Des objectifs ciblés pour chaque flux de déchets
Le PNGDR identifie 22 types de déchets ou champs d'action, organisés selon les modalités de gestion ou la nature des déchets et des polluants concernés.
Pour la première fois, le PNGDR 2025 introduit un chapitre dédié aux déchets textiles ainsi qu’aux déchets contenant des polluants organiques persistants (POP).

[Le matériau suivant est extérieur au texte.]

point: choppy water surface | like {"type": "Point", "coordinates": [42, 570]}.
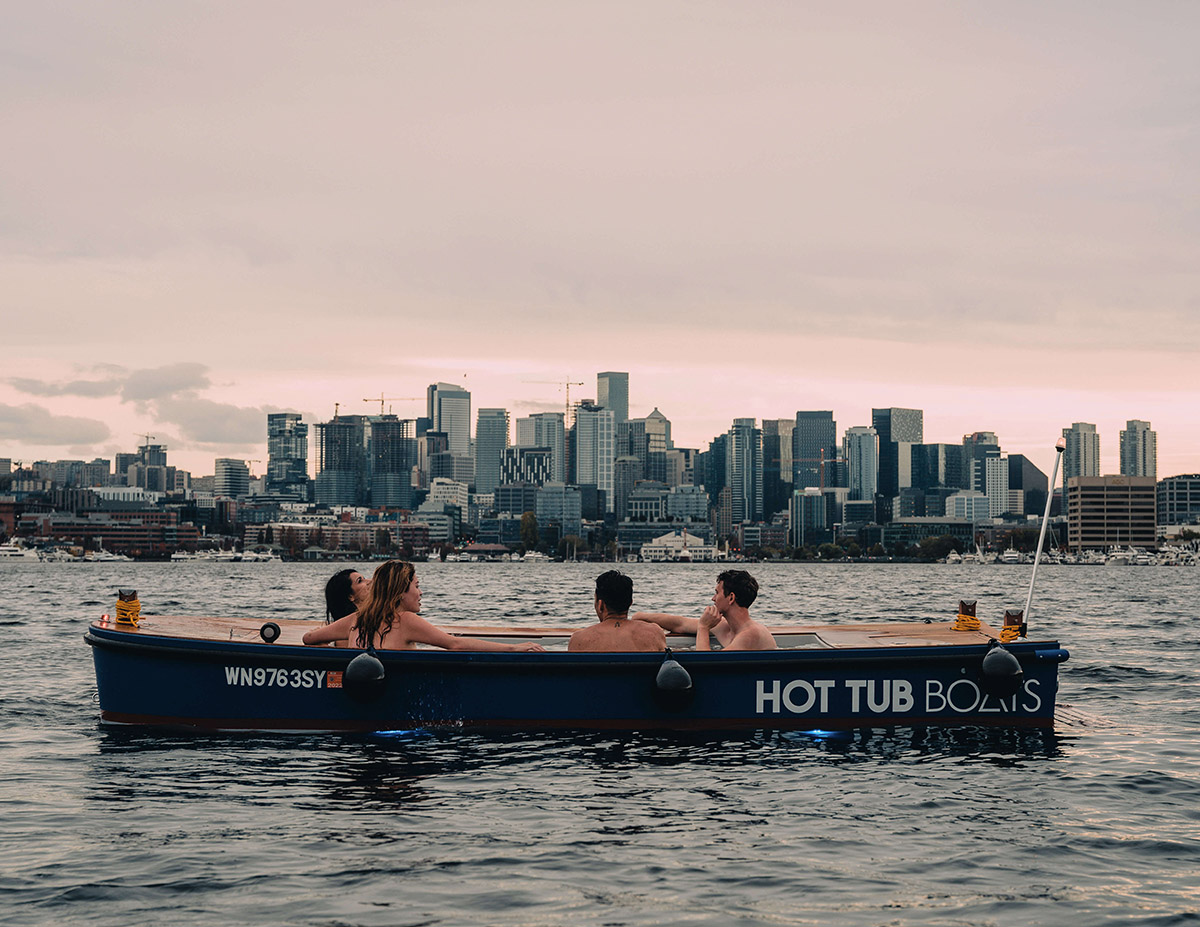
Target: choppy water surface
{"type": "Point", "coordinates": [1095, 823]}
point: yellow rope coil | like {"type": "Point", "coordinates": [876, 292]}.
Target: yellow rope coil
{"type": "Point", "coordinates": [127, 612]}
{"type": "Point", "coordinates": [965, 622]}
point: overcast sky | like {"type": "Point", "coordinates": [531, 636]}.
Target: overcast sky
{"type": "Point", "coordinates": [209, 211]}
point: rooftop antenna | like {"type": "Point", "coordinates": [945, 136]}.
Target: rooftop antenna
{"type": "Point", "coordinates": [1060, 447]}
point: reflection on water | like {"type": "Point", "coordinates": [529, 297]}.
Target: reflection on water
{"type": "Point", "coordinates": [1095, 820]}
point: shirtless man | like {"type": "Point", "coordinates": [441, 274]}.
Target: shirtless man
{"type": "Point", "coordinates": [615, 632]}
{"type": "Point", "coordinates": [727, 619]}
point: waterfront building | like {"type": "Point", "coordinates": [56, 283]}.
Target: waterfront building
{"type": "Point", "coordinates": [449, 411]}
{"type": "Point", "coordinates": [341, 461]}
{"type": "Point", "coordinates": [678, 546]}
{"type": "Point", "coordinates": [516, 498]}
{"type": "Point", "coordinates": [1111, 510]}
{"type": "Point", "coordinates": [1179, 500]}
{"type": "Point", "coordinates": [743, 470]}
{"type": "Point", "coordinates": [814, 450]}
{"type": "Point", "coordinates": [612, 393]}
{"type": "Point", "coordinates": [898, 430]}
{"type": "Point", "coordinates": [594, 443]}
{"type": "Point", "coordinates": [287, 452]}
{"type": "Point", "coordinates": [1139, 449]}
{"type": "Point", "coordinates": [861, 453]}
{"type": "Point", "coordinates": [491, 441]}
{"type": "Point", "coordinates": [231, 478]}
{"type": "Point", "coordinates": [561, 504]}
{"type": "Point", "coordinates": [996, 485]}
{"type": "Point", "coordinates": [910, 532]}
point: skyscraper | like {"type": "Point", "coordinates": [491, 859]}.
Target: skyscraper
{"type": "Point", "coordinates": [491, 440]}
{"type": "Point", "coordinates": [449, 410]}
{"type": "Point", "coordinates": [1139, 449]}
{"type": "Point", "coordinates": [1083, 454]}
{"type": "Point", "coordinates": [612, 392]}
{"type": "Point", "coordinates": [899, 429]}
{"type": "Point", "coordinates": [391, 450]}
{"type": "Point", "coordinates": [341, 461]}
{"type": "Point", "coordinates": [594, 443]}
{"type": "Point", "coordinates": [743, 471]}
{"type": "Point", "coordinates": [814, 450]}
{"type": "Point", "coordinates": [862, 454]}
{"type": "Point", "coordinates": [287, 452]}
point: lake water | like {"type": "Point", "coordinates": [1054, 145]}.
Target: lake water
{"type": "Point", "coordinates": [1096, 823]}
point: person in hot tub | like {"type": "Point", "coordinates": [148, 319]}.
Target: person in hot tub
{"type": "Point", "coordinates": [727, 619]}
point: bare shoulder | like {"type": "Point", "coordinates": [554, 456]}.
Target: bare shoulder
{"type": "Point", "coordinates": [756, 637]}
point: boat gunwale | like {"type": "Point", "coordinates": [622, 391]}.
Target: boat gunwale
{"type": "Point", "coordinates": [240, 651]}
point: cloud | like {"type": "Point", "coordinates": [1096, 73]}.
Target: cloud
{"type": "Point", "coordinates": [165, 382]}
{"type": "Point", "coordinates": [132, 386]}
{"type": "Point", "coordinates": [205, 422]}
{"type": "Point", "coordinates": [31, 424]}
{"type": "Point", "coordinates": [89, 388]}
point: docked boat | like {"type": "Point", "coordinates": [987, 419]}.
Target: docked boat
{"type": "Point", "coordinates": [238, 674]}
{"type": "Point", "coordinates": [13, 551]}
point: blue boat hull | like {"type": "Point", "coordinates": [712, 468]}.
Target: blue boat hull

Il renforce également les actions transversales en faveur du réemploi, de la réparation et de la sortie du statut de déchet.
À l’horizon 2030, des objectifs précis sont fixés, notamment pour :
- les déchets municipaux ménagers : atteindre au moins 60 % de recyclage en poids et mettre fin à la mise en décharge des déchets municipaux ;
- les biodéchets et déchets alimentaires : couverture intégrale du territoire national par la collecte séparée et valorisation des nutriments ; réduction des déchets alimentaires tout au long de la chaîne de valeur ;
- les déchets de construction et de déconstruction : prévention des terres d’excavation, promotion du réemploi des matériaux de construction et la gestion de la fin du statut de déchet ;
- les déchets d’emballages : recyclage d’au moins 70 % des emballages et réduction des emballages en plastique à usage unique ;
- le littering : diminuer les déchets sauvages, renforcer la responsabilité des producteurs de produits en plastique à usage unique et améliorer le suivi accru de l'évolution du littering ;
- les déchets d’équipements électriques et électroniques (DEEE) : atteindre et maintenir un taux de collecte d’au moins 65 % et renforcer la prévention, le réemploi et la préparation à la réutilisation ;
- les déchets de textiles : instaurer une filière à responsabilité élargie des producteurs, optimiser la collecte séparée, améliorer le suivi des flux de textiles et promouvoir le réemploi ;
- le réemploi et la préparation à la réutilisation : structurer et promouvoir le réemploi et la réutilisation, établir des bases de données fiables en matière de réemploi.
Des mesures pour passer de l’ambition à l’action
Afin d’atteindre ces objectifs, le PNGDR prévoit des mesures spécifiques parmi ces mesures figurent notamment :
- le renforcement de la collecte séparée des déchets ménagers ;
- la promotion de la collecte séparée des biodéchets, des actions de sensibilisation ciblées et des plans d’actions contre le gaspillage alimentaire ;
- le développement de filières de valorisation des déchets de construction, la promotion de la déconstruction sélective, du réemploi des matériaux et de la fin du statut de déchet ;
- des accords environnementaux et des campagnes renforcées de prévention et de lutte contre le littering ;
- le développement du cadre réglementaire pour les déchets textiles ainsi qu’une analyse des flux de textiles et leur potentiel de valorisation ;
- la mise en place de plateformes et réseaux dédiés au réemploi, leur intégration dans les centres de ressources et leur promotion via le Pacte Climat.